Whatever your position on our country’s policies toward immigrants and those seeking asylum — and, let’s all acknowledge, there is a wide range of defensible positions, far beyond the most extreme at either end — it’s going to be up to voters to demand real, honest solutions. If we merely allow our passions to be inflamed, and the discussion ends there, we’re all damned to continue down a path where nobody benefits as they could — not families seeking opportunity, not the American economy in need of workers, not a national identity weaved from a quilt of foreign roots, not the American people who demand safety and affordable housing and fair-paying jobs for men and women already here. Instead, it will merely be used to scare and demonize and anger people into voting one way or another — a political accelerant, nothing more.

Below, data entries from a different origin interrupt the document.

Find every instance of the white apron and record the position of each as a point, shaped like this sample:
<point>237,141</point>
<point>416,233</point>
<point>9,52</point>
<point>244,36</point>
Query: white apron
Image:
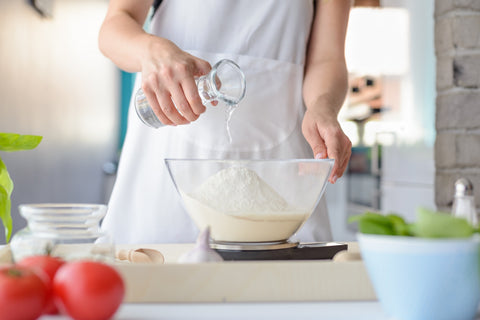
<point>268,40</point>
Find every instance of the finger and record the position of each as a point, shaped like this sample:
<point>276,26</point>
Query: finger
<point>344,165</point>
<point>191,93</point>
<point>202,67</point>
<point>155,105</point>
<point>316,143</point>
<point>340,150</point>
<point>169,110</point>
<point>182,104</point>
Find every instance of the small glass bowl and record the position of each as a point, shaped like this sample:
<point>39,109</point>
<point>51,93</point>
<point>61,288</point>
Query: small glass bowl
<point>70,231</point>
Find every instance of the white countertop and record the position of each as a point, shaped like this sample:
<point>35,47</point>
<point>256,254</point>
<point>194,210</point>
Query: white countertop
<point>250,311</point>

Elissa McLean and Andy Winter of Noyac provide some guidance for how we can change this stubborn mess we’re in, once and for all. They don’t offer any specific solutions to the thorny immigration crisis (nor do we). But they set a crucial example for how we need to have this conversation, and where the priorities must stay.

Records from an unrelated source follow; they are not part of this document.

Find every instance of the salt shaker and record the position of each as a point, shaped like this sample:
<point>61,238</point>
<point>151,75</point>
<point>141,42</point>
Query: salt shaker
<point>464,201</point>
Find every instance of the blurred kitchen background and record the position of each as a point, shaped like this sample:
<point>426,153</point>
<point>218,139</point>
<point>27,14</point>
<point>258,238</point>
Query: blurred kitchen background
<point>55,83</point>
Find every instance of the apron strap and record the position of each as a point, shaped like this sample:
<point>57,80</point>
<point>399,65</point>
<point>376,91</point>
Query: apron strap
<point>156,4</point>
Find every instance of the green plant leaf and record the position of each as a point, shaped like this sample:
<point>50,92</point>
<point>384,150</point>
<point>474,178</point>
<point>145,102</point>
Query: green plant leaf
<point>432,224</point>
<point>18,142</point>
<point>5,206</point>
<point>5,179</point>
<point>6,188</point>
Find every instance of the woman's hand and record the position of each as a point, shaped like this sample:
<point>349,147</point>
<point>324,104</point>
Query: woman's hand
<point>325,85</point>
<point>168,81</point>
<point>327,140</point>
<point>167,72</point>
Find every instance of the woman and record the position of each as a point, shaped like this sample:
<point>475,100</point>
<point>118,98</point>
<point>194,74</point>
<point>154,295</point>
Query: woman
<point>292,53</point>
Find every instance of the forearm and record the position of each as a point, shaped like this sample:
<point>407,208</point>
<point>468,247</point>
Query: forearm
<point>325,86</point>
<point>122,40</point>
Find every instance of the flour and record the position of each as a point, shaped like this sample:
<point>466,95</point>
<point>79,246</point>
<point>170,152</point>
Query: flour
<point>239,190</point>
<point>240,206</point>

So much of the issue today surrounds asylum seekers. After the horrors of the Holocaust, many nations, including the United States, agreed in the years after World War II never to turn their backs on people fleeing persecution. Many of the men, women and children who are flocking to the southern U.S. border from many different nations are following a set process by which they seek asylum, which must be done on U.S. soil.

The process, as it stands today, clearly is not adequate; the system is being overwhelmed, daily, but the number of people fleeing crime, poverty and political persecution — or who, simply seeking a chance at a better life, have joined the flow of humanity. Whether there should be limits, how they should be imposed, how applicants awaiting a court ruling are handled — these are some of the many logistical details to be resolved.

But this is where McLean and Winter come in: Before we debate, before we experiment with solutions, before we legislate, we must protect the humanity of the people most affected. It’s easy, in debating the politics, to forget, or willfully ignore, the impact on human lives. That cannot happen.

The Noyac couple, in late January, visited LTV to discuss their experience on the southern border, in Arizona, in December. They went not for politics but merely to help in simple ways: food, water, Wi-Fi for families who have been unable to call home for long stretches, a friendly pet dog for the kids to snuggle. They’ve done this before and can offer reflections on how the circumstances have changed, how asylum means running toward Border Patrol instead of fleeing from them once over the border. But while the paperwork changes, the human cost is the same.

Let’s start with common ground: This is no way to handle the challenge. We must find better ways, workable solutions that offer hope but consider all the ways unchecked immigration can create pressure points in our society. But we cannot ever forget: The men, women and children at our borders are not the enemy, they’re not to be feared, they’re not “invaders,” they’re not worthy of insults. Most have paid a higher price to touch American soil than the vast majority of Americans ever will.

This isn’t Arizona, or Texas — but the South Fork has a stake in the immigration crisis in a way that few parts of America do. Our economy, and our culture, are dependent on newly minted Americans of all kinds. We can debate the matter reasonably — but we must never forget the faces, the lives, that are tangled up in our politics. And we must demand that our political candidates do the same.